Uma página da história do século 19 será concluída hoje, no Recife. É o lançamento do livro Pontes e ideias - Louis-Léger Vauthier, um engenheiro fourierista no Brasil, da professora Claudia Poncioni. Fruto de pesquisas que a autora empreende na França e no Brasil desde 2004, a obra traz para os dias de hoje um personagem que viveu no Recife de 1840 a 1846 e morreu em Paris, em 1901. O livro completa e amplia os trabalhos pioneiros de Gilberto Freyre, Diário íntimo do engenheiro Vauthier, 1840-1846 (lançado em 1940) e Um engenheiro francês no Brasil (1960).

Vauthier viveu no Recife de 1840 a 1846, época em que fez o projeto do Teatro de Santa Isabel e realizou uma série de obras e ações nas áreas de arquitetura, urbanismo e administração pública. Formado pela École des Ponts et Chaussées, tradicional escola de formação de engenheiros na França, foi contratado pelo presidente de província de Pernambuco, Francisco de Rego Barros, o então Barão da Boa Vista.

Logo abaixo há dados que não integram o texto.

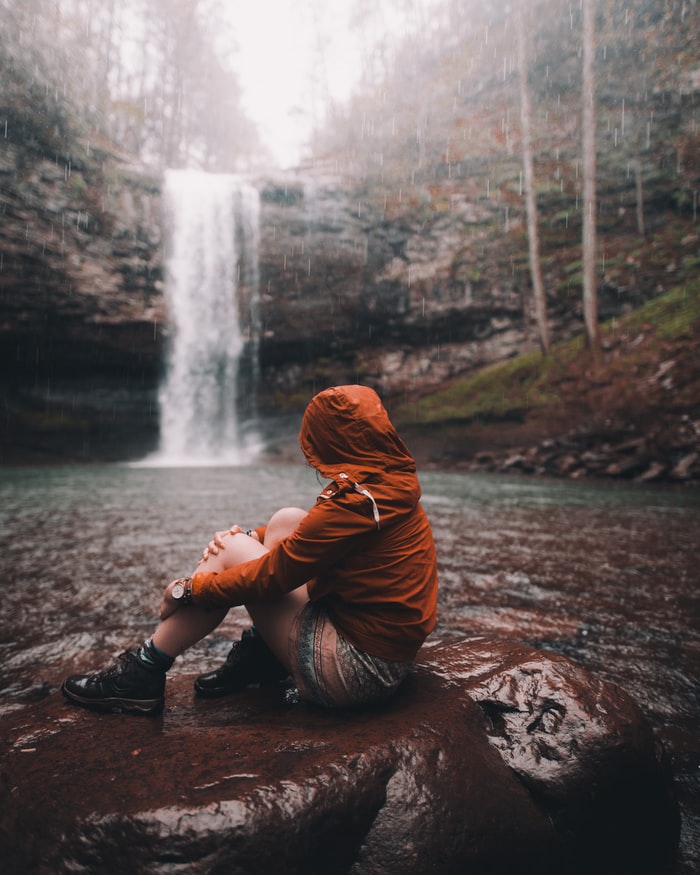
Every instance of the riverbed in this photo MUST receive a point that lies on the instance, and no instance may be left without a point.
(606, 574)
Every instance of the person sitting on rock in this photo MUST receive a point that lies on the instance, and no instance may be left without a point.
(341, 596)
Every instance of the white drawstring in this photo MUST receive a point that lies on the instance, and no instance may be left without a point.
(364, 491)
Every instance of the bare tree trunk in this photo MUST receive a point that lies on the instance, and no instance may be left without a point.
(590, 291)
(641, 227)
(530, 195)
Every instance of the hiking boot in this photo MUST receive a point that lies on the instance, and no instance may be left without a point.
(249, 662)
(129, 686)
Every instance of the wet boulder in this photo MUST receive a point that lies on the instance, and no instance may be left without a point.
(492, 758)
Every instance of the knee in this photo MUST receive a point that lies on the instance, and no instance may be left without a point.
(283, 523)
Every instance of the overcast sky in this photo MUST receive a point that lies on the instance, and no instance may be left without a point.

Doisanos após sua chegada tornou-se chefe da Repartição de Obras Públicas, com amplos poderes sobre todas as obras executadas em Pernambuco - para os dias atuais seria uma espécie de supersecretário de infraestrutura. Entre outras coisas foi responsável pela construção de estradas e pontes, formulação da primeira planta do Recife e elaboração de um projeto urbano destinado a servir de base ao plano diretor da cidade. Em Pernambuco Vauthier também foi pioneiro na introdução de autores do chamado socialismo romântico, pré-marxista, trazendo para cá obras de pensadores como Charles Fourrier (1772-1837).

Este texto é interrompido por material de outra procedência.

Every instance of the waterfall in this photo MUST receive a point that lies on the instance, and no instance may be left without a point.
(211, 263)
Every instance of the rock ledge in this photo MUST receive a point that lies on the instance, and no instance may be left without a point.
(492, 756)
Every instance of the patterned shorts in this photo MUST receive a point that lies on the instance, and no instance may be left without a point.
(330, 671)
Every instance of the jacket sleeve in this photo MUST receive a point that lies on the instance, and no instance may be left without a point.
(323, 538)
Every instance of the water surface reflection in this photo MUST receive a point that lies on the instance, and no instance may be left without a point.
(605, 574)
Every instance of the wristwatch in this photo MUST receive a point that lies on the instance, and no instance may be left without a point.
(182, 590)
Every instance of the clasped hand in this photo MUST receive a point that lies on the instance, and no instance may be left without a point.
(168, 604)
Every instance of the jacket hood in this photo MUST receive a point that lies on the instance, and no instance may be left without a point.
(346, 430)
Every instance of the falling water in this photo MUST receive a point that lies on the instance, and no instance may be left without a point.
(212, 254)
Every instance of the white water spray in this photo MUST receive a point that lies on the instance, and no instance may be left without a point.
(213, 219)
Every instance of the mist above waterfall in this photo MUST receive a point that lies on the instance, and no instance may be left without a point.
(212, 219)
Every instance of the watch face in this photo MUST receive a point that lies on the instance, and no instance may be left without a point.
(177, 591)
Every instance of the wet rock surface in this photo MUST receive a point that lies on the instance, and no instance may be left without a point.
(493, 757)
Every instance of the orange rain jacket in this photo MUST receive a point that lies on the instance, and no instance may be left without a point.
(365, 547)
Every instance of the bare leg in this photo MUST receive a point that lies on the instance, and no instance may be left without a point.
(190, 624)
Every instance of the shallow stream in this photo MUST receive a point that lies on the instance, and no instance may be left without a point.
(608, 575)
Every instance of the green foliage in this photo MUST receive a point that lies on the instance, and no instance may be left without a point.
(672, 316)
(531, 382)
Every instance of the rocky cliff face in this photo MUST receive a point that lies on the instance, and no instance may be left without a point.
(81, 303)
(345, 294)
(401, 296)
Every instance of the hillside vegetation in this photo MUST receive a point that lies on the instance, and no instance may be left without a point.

"A marca que o francês deixou foi de tal porte", afirma Claudia Poncioni, "que hoje é voz corrente no Recife dizer que, depois de Maurício de Nassau, Vauthier foi o estrangeiro que mais influenciou a capital pernambucana". Poncioni nasceu no Rio de Janeiro e hoje é professora do departamento de Estudos Lusófonos da Universidade Sorbonne Nouvelle, na França. O livro que ela lança agora no Recife foi publicado ano passado, na França, pela Michel Houdiard éditeur, com 491 páginas. A edição brasileira é da Companhia Editora de Pernambuco (Cepe) e tem 559 páginas.

O título do livro inspira-se em definição de Freyre, que chamou Vauthier de "engenheiro de pontes e ideias", responsável pela transmissão de técnicas de engenharia e arquitetura, mas também de doutrinas. Estabelecer pontes para a transmissão de ideias foi também uma tarefa desempenhada pela própria Poncioni, que entre a França e o Brasil esteve à frente de ampla mobilização para tirar Vauthier do esquecimento.

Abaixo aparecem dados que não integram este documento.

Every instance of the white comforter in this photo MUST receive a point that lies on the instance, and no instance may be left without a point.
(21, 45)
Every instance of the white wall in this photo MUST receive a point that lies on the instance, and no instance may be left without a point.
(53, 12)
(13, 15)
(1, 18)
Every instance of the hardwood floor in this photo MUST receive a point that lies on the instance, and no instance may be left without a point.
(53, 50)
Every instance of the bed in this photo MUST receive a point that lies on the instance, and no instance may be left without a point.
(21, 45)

Contou para isso com o apoio de instituições e estudiosos. Entre as pessoas que contribuíram para sua pesquisa estão Guillaume Saquet, documentalista da École des Ponts et Chaussées, em Paris, e Georges Orsoni. Juntamente com a autora eles classificaram mais de 2.500 documentos sobre Vauthier, existentes em microfilmes e microfichas, fotografias digitais, livros, manuscritos, recortes de jornal, sites e páginas de internet. O Diario de Pernambuco também participou deste movimento, publicando dois cadernos especiais sobre o engenheiro francês: "A história que a França desconhece e o Brasil esqueceu", de 13 de outubro de 2005, e "Vauthier em Paris", de 3 de janeiro de 2010. Poncioni menciona no livro a contribuição do Diario e reproduz uma das páginas do jornal sobre Vauthier.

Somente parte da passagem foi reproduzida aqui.